In this module we introduce concepts, structures and key elements of the creative industries that are required to run cultural organisations, including programming, strategic planning, budgeting and fundraising, evaluation, as well as policy development and analysis of policy implementation. We will cover conceptual approaches to current issues such as cultural diversity, sustainability and organisational identity, and seek answers to questions such as:

  • What exactly are the creative industries and who defines them?
  • Who are the key players in shaping cultural policy?
  • What are the current trends in creative industries policy and management, and what are the underlying theoretical concepts influencing decision-making processes?
  • What gets prioritised, and why do governments, funders and cultural organisations act in certain ways and not in others?
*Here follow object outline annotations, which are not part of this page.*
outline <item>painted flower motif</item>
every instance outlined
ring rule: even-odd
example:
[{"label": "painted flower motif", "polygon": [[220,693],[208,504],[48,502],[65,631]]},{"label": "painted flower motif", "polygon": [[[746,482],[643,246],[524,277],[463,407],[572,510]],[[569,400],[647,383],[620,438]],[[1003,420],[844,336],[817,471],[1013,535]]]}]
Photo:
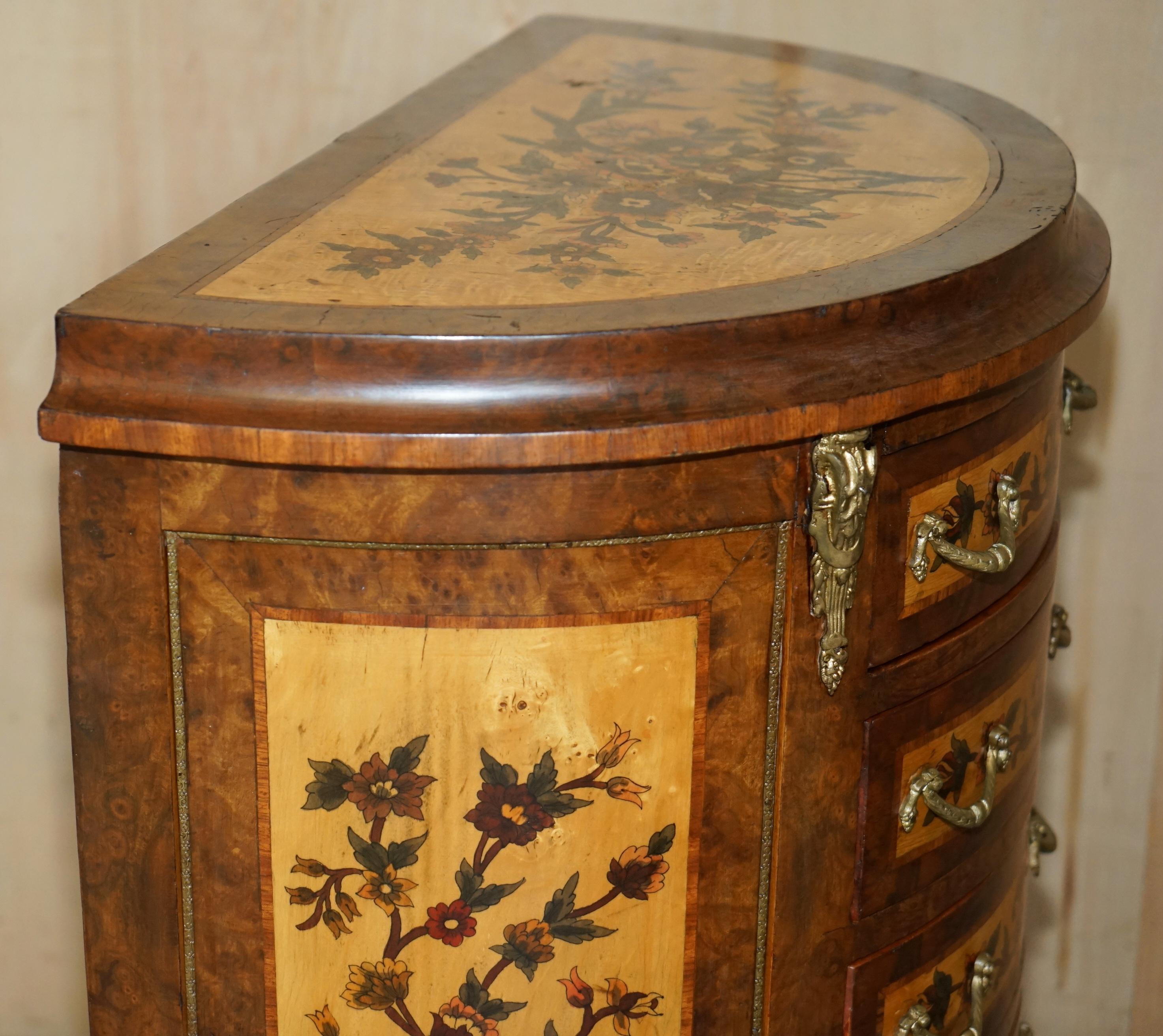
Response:
[{"label": "painted flower motif", "polygon": [[383,871],[364,871],[366,885],[359,889],[359,895],[370,899],[385,914],[391,916],[397,907],[411,907],[412,900],[406,893],[416,887],[415,881],[401,878],[395,867],[388,864]]},{"label": "painted flower motif", "polygon": [[609,770],[621,763],[626,753],[640,741],[640,737],[630,737],[629,730],[623,730],[618,723],[614,723],[614,736],[598,749],[593,760],[602,770]]},{"label": "painted flower motif", "polygon": [[593,1003],[593,986],[578,974],[576,967],[570,970],[568,979],[558,979],[557,981],[565,986],[565,999],[573,1007],[588,1007]]},{"label": "painted flower motif", "polygon": [[642,808],[642,794],[650,791],[650,785],[638,784],[628,777],[612,777],[606,783],[606,794],[621,802],[633,802]]},{"label": "painted flower motif", "polygon": [[626,213],[634,216],[664,216],[678,207],[651,191],[607,191],[593,200],[599,213]]},{"label": "painted flower motif", "polygon": [[359,907],[356,905],[356,901],[345,892],[335,893],[335,906],[337,906],[343,912],[343,916],[347,917],[349,921],[352,917],[363,916],[363,914],[359,913]]},{"label": "painted flower motif", "polygon": [[327,867],[317,859],[304,859],[295,853],[294,866],[291,867],[291,873],[306,874],[308,878],[322,878],[327,873]]},{"label": "painted flower motif", "polygon": [[[554,936],[544,921],[505,926],[505,942],[534,964],[554,959]],[[518,962],[520,963],[520,962]]]},{"label": "painted flower motif", "polygon": [[477,919],[471,916],[472,908],[463,899],[450,903],[436,903],[428,908],[428,920],[424,928],[433,938],[438,938],[445,946],[458,946],[466,938],[477,934]]},{"label": "painted flower motif", "polygon": [[412,972],[402,960],[365,960],[349,965],[343,999],[357,1010],[387,1010],[408,995]]},{"label": "painted flower motif", "polygon": [[322,1010],[308,1013],[307,1019],[319,1029],[319,1036],[340,1036],[340,1023],[335,1021],[331,1008],[326,1003]]},{"label": "painted flower motif", "polygon": [[537,805],[528,785],[486,784],[477,799],[480,801],[464,819],[501,845],[528,845],[538,831],[554,826],[554,819]]},{"label": "painted flower motif", "polygon": [[423,820],[423,791],[434,780],[412,771],[397,773],[376,752],[343,787],[369,823],[391,813]]},{"label": "painted flower motif", "polygon": [[661,993],[632,993],[621,979],[607,979],[606,1000],[616,1008],[611,1021],[619,1036],[629,1036],[632,1019],[661,1017],[662,999]]},{"label": "painted flower motif", "polygon": [[606,879],[627,899],[645,899],[662,889],[670,864],[651,856],[645,845],[632,845],[609,862]]},{"label": "painted flower motif", "polygon": [[486,1019],[459,996],[454,996],[440,1009],[440,1014],[433,1015],[431,1036],[449,1036],[454,1033],[490,1036],[495,1031],[495,1020]]}]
You will actively engage with developments across the wider arts sector, draw upon and share your own experiences, and contrast and compare examples from different cultural sectors and contexts. Throughout the module sets of case studies will be discussed, analysing managerial practice through a cultural policy perspective and understanding policy from a cultural business point of view. We fully encourage and foster an international perspective and strongly welcome assignments that focus on international issues and case studies. This module will underpin and enable your interpretations of creative industries policy and management in general, and facilitate your understanding of further modules.

Indicative syllabus

  • Money and democracy
  • Cultural diversity and leadership
  • Ideology: managing value, beliefs in the creative industries
  • Cultural identity and corporate culture
  • Policy evaluation and big data in creative industries organisations
  • Creative labour and management structures
  • The notion of time and memory in the creative industries

Learning objectives

By the end of this module, you should be able to:

  • understand and engage with interdisciplinary and international approaches to cultural policy and management
  • demonstrate awareness of distinct theoretical perspectives and the relations and tensions between them
  • critically analyse the way policy and management approaches intersect in practice
  • demonstrate knowledge of analytical paradigms associated with managing cultural organisations.